Der kulturelle Austausch zwischen den Ländern Mitteleuropas, der bis vor 16 Jahren durch einen "Eisernen Vorhang" stark behindert war, stagniert auch jetzt wieder. Die Neugier Richtung Osten ist erlahmt. Umso bemerkenswerter, dass das in der Wendezeit gegründete Festival "Melos-Etos" in Bratislava sich als Drehscheibe für den musikalischen und musiktheoretischen Gedankenaustausch gut behauptet hat. Dieses Jahr stand Minimal Music auf der Tagesordnung.

Von Frieder Reininghaus |
    Die slowakische Hauptstadt hat sich in den letzten Jahren nicht nur mit neuen Einkaufszentren, schicken Modegeschäften und gehobener Gastronomie aufgerüstet. Auch im Nationaltheater von Bratislava, das zunächst ziemlich bruchlos von den 80er in die 90er Jahre hinübergeglitten war, wurde etwas Staub weggeblasen. Immerhin wird derzeit z.B. eine "Eugen Onegin"-Inszenierung von Peter Konwitschny gezeigt und hat überhaupt das Regietheater für neue Aufmerksamkeit gesorgt, was die z.T. aus Niederösterreich anreisenden Freunde des alten Stils allerdings weniger erbaut. Aber die Nachrüstungsmaßnahmen waren eben fällig.

    Eigentlich sollte neben dem 3. Klavierkonzert von Juraj Beneš auch "The Players", dessen letzte Oper, gegeben werden. Beneš, der in den 90er Jahren zum bedeutendsten Komponisten der Slowakei avancierte, starb im vergangenen Herbst; sein auf Shakespeares "Hamlet" gegründetes Musiktheater erzielte bei der Uraufführung 2002 in Köln einen Achtungserfolg. Die neue slowakische Produktion aber wurde jetzt im letzten Moment abgesagt, da einer der Protagonisten von einem Darmverschluss heimgesucht wurde und kurzfristig kein Ersatz beizubringen war.

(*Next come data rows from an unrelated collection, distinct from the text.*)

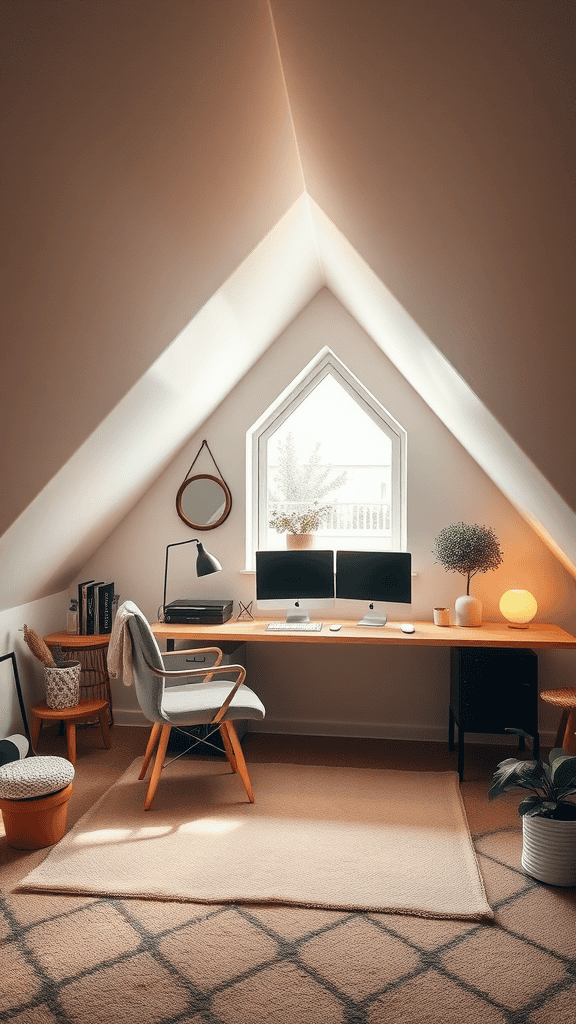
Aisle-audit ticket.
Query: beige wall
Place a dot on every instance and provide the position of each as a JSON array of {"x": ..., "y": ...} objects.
[
  {"x": 148, "y": 148},
  {"x": 439, "y": 137},
  {"x": 350, "y": 692}
]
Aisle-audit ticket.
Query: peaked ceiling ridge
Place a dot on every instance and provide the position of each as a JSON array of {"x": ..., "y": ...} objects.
[
  {"x": 138, "y": 438},
  {"x": 166, "y": 407}
]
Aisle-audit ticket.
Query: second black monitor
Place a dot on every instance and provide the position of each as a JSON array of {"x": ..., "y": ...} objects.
[{"x": 374, "y": 577}]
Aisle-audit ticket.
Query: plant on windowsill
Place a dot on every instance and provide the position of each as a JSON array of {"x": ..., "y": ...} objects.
[
  {"x": 548, "y": 812},
  {"x": 465, "y": 549},
  {"x": 298, "y": 524}
]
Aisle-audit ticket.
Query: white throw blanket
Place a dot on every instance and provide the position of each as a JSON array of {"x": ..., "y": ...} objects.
[{"x": 120, "y": 646}]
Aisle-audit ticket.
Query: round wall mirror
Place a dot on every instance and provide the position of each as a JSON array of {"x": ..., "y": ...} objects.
[{"x": 203, "y": 502}]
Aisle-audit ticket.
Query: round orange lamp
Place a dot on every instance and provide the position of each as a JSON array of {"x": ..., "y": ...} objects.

    So gehörte das Feld der Konzerte des Festivals Melos-Etos in Bratislava zunächst fast konkurrenzlos Steve Reich, einem der international gefeierten amerikanischen "Minimalisten". Seine Arbeiten – von Drumming bis Different trains, Tehilim oder The Four Sections – bestimmten die Konzerte an den ersten Tagen, dessen Programm sich dann allerdings dem Wochenende zu erheblich weitete und bis zu George Crumb und Kaaja Saariaho ausschritt, insbesondere aber auch Komponisten der mittleren Donau-Region berücksichtigte – wie György Kurtág und Peter Martinček, Ilja Zelenka oder Vladimir Bokes. Die Präsentation von Minimal music und deren theoretische Erörterung aber blieben Thema und Zentrum des Festivals.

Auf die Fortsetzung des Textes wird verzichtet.